The United Nations had stepped in to help Japan's deepening nuclear power plant crisis since the powerful earthquake has placed the country in turmoil and casting anxiety to other global economies. A meeting will be convened today in Tokyo with government authorities and the UN-led International Atomic Energy Agency.

In an earlier press conference in Vienna, Mr Yukiya Amano, the head of the International Atomic Energy Agency said: "Japan faces a serious situation," adding that a meeting will be held in Tokyo this morning.

Mr Amano said that nuclear fuel contained in the reactors, 4, 5 and 6 of the Fukushima Dai-ichi power plant is releasing radiation as broken structures exposed the sensitive energy source.

Authorities from the Tokyo Electric Power Corp (TEPCO), the operator of the nuclear plant, said in another news briefing that the power lines that will generate an electricity-fired cooling system for the nuclear reactors are soon to be completed. However, TEPCO spokesperson Naori Tsunoda could confirm exactly when this will be put on line.

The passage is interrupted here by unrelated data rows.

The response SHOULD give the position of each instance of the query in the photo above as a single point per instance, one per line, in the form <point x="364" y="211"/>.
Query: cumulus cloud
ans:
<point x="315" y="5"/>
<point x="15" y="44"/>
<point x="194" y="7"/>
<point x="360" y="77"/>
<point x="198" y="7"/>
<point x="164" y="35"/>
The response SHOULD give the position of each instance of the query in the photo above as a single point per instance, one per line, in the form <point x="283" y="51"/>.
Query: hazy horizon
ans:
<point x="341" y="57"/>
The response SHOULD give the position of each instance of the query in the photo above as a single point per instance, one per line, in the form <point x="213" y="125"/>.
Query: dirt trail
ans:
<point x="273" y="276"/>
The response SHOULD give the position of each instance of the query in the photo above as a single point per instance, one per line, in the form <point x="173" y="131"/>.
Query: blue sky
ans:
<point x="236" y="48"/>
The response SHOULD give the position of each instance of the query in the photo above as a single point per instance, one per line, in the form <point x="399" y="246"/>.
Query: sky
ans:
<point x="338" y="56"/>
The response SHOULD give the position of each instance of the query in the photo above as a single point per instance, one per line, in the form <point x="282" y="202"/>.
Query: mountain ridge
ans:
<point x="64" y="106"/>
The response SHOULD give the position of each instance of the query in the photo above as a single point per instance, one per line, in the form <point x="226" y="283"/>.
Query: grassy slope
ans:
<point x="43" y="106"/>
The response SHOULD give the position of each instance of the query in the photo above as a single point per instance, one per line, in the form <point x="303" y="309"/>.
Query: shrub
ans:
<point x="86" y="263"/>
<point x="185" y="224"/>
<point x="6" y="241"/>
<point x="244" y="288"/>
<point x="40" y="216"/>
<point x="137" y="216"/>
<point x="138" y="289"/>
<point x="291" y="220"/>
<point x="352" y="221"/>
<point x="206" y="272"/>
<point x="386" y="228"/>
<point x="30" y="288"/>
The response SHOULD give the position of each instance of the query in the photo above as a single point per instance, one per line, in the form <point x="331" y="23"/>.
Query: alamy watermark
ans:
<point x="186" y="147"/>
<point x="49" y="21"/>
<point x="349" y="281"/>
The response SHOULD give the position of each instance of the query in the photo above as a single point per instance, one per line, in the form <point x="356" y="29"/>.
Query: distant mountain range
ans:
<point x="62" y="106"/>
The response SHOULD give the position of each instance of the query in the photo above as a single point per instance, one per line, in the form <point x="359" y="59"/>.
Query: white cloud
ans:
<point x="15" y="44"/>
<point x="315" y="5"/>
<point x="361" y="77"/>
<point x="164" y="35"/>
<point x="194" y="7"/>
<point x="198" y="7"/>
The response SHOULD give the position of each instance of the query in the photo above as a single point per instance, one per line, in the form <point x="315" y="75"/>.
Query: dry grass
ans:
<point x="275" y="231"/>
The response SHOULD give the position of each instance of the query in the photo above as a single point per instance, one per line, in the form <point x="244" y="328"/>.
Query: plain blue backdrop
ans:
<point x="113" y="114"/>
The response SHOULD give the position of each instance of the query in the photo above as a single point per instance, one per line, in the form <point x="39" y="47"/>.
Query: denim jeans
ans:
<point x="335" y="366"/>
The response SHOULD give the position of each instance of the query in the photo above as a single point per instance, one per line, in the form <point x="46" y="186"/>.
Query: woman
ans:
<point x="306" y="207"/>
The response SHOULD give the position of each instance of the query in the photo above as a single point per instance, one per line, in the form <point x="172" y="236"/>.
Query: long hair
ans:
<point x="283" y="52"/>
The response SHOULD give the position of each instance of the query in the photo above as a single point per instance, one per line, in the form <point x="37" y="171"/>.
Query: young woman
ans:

The workers of the plant will be returning to the site, the TEPCO spokesman noted, after they were pulled out Wednesday because of alarming dangerous levels of radiation being emitted by the nuclear reactors.

Since the power lines were cut off at the Fukushima nuclear plant and the entire area of Sendai, workers have been manually trying to cool down the reactors by pumping seawater to the exposed power rods that are highly radioactive.